Except for identical twins, variations in just a small fraction of our DNA account for the major ways in which one individual is different from another. These small variations in DNA are called SNPs, which stands for ‘single nucleotide polymorphisms’.
Simply, we can think of DNA as a string of 3 billion gene letters, in which the sequence of gene letters follows a precise order. If we compare the DNA sequence of any two people, we sometimes see variation in a letter. For example, at a specific position along the string of DNA, one person may have the letter “A“ whereas another person may have the letter “T”. It's those very few differences in our DNA that create the diversity we see around us: different skin color, hair color, eye color and so on.
So if we would run along the chromosome, every thousand or so bases we would find a site with a gene letter difference. Scientists have identified about 3 million of those locations. They are just random variations that occurred by a mutation some time ago.
Most of these variants are not of much consequence because only a small part of the hereditary material contains the actual blueprint for an organism. The rest—about 98%—is often referred to as “junk”. This is a bit unfair, as the other areas of the DNA might have other functions which are not yet known.

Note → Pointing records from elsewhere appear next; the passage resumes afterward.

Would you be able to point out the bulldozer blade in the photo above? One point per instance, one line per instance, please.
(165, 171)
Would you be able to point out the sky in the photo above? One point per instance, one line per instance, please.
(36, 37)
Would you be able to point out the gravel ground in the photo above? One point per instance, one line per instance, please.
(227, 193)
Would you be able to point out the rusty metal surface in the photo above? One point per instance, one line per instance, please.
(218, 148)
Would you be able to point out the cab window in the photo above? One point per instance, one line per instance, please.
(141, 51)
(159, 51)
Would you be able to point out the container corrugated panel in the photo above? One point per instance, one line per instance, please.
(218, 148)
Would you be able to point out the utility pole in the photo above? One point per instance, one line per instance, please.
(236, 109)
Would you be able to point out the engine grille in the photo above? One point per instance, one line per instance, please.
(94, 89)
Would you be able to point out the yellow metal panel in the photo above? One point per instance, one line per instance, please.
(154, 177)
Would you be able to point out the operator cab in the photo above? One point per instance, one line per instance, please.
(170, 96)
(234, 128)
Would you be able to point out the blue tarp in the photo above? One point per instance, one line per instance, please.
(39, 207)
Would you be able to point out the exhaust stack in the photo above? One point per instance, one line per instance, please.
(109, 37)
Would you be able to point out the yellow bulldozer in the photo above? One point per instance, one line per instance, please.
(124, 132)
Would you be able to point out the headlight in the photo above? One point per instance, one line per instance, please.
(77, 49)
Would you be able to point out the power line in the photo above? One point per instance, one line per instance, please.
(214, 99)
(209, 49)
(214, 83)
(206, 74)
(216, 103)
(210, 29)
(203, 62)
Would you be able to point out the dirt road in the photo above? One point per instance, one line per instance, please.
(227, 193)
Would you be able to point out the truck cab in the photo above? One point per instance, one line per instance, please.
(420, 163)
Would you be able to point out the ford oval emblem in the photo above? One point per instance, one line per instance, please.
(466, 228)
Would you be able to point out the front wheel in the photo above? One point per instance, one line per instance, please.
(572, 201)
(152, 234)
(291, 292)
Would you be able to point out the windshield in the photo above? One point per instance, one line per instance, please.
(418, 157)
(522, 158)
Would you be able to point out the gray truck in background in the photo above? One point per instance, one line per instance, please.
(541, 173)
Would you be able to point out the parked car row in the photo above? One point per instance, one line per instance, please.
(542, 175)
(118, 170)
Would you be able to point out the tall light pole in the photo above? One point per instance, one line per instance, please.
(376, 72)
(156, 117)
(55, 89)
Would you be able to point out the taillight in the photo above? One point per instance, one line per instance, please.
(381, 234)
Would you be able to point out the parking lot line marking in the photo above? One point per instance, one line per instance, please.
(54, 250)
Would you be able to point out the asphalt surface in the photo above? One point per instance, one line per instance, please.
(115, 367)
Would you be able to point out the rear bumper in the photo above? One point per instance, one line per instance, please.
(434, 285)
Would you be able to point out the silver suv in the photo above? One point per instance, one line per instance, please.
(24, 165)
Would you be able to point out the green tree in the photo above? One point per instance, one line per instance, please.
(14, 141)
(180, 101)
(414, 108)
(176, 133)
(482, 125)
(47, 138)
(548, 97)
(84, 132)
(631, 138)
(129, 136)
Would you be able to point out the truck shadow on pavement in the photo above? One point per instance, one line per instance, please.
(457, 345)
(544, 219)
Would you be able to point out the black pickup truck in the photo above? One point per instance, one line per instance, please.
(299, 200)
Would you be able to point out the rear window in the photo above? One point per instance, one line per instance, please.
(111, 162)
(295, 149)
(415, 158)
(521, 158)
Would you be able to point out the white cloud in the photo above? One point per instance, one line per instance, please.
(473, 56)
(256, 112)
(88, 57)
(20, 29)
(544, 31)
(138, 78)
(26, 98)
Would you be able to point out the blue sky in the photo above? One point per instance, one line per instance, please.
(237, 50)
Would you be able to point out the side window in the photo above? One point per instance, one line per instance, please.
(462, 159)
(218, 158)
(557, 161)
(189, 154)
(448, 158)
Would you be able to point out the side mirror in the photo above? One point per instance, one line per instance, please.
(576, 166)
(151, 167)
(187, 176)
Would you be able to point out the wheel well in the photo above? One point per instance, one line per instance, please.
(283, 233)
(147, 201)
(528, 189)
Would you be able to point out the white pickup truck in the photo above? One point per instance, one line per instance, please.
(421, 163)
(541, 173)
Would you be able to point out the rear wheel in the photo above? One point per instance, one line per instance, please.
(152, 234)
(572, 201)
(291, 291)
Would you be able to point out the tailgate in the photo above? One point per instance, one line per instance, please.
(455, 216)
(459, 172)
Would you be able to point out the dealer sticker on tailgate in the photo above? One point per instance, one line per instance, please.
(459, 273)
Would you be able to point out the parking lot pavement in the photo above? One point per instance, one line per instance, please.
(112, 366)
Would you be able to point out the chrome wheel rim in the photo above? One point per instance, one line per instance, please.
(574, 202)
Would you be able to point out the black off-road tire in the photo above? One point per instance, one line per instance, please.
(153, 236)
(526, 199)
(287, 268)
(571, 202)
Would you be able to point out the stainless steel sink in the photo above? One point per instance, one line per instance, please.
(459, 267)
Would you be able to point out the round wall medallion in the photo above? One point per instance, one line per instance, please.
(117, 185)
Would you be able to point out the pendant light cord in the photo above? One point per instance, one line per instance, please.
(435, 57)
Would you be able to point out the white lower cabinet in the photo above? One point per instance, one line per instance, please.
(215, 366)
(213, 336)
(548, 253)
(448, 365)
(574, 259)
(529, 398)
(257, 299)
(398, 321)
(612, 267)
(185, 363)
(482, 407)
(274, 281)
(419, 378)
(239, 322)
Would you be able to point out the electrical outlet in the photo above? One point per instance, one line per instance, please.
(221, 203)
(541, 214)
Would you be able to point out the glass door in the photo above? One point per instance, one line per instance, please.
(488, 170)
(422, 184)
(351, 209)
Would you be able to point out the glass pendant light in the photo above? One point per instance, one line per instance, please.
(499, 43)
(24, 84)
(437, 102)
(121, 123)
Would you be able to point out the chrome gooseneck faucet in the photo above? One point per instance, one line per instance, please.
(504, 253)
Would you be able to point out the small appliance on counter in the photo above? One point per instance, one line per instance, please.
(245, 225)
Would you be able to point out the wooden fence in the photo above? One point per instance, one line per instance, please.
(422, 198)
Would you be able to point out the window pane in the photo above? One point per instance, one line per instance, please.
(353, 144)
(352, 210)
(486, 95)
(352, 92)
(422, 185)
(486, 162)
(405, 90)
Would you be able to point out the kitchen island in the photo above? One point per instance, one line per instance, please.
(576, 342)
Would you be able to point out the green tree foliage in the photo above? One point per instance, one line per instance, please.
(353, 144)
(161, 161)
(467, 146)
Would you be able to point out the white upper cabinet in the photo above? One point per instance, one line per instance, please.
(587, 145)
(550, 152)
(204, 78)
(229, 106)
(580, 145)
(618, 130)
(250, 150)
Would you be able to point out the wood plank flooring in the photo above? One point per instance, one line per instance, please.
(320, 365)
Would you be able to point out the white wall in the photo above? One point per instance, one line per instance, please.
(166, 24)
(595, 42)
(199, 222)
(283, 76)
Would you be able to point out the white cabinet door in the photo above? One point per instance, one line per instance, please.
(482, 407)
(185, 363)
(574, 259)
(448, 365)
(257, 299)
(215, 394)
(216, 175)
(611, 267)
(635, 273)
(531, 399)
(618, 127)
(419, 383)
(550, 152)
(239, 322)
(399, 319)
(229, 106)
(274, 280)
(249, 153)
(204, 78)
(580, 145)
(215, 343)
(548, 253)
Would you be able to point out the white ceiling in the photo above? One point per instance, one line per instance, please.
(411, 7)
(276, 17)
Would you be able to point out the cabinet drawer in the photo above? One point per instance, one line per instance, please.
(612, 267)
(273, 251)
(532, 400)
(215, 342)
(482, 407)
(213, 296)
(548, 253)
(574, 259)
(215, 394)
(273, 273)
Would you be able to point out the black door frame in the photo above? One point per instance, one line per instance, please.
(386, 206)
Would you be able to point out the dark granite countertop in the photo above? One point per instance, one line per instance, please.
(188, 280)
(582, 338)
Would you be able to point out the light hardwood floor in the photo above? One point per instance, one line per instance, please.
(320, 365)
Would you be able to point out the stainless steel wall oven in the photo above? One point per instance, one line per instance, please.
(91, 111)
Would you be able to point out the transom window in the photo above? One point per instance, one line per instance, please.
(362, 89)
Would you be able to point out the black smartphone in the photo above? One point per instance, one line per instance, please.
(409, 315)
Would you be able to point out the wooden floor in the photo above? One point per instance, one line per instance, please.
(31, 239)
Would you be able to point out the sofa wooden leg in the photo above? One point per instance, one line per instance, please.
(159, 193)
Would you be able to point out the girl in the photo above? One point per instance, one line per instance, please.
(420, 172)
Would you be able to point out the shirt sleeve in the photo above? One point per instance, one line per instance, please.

If, however, the variants are located in the genes, then the information content of these genes is almost always altered. Figuratively speaking, the genetic material could be compared to the brochure for a piece of furniture in which the assembly manual and many pages of advertising are contained. If there is a misprint in the pages with the advertisements, the assembly of the piece of furniture is not affected. However, a misprint in the actual assembly manual can cause parts of the piece to be assembled in another way. Thus a variant of the piece of furniture is produced. For genes the same holds true – the protein may be either not produced at all or it may be assembled defectively, so that it no longer functions properly.
The lasting changes in genes can cause diseases, or at least they can lead to an altered susceptibility to diseases. For example, certain genetic variants in the blueprint for the blood pigment hemoglobin cause the disease sickle cell anemia. At the same time, however, the affected people are also more resistant towards the malaria pathogen. (
"Malaria: Gene Variants - Out of Africa").
Furthermore, these letter variations seem to explain why people react differently to different types or amounts of medicines. For example, patients can react differently to the same heart medication, such as a “beta-blocker”. Since SNPs can affect the structure and function of proteins and enzymes, they can influence how efficiently a medicine is absorbed and metabolized.
A major goal of the National Genome Research Network is to use the science of the genetic variants to determine which drugs are most suitable for any given patient. This way it might be possible to develop tailor-made therapies.
The information given by the genetic variants also promises to revolutionize the process of finding the position of disease genes in our hereditary material, since genetic variants serve as “mapping criteria” along the DNA strand. By means of these recognition sites, a specialist can find out relatively easily which area of the DNA was inherited from which parent. This is important in the quest for disease genes: Testing for genetic variants can identify areas of an individual’s genetic make-up that may be functioning less than optimally and thus may predispose to diseases.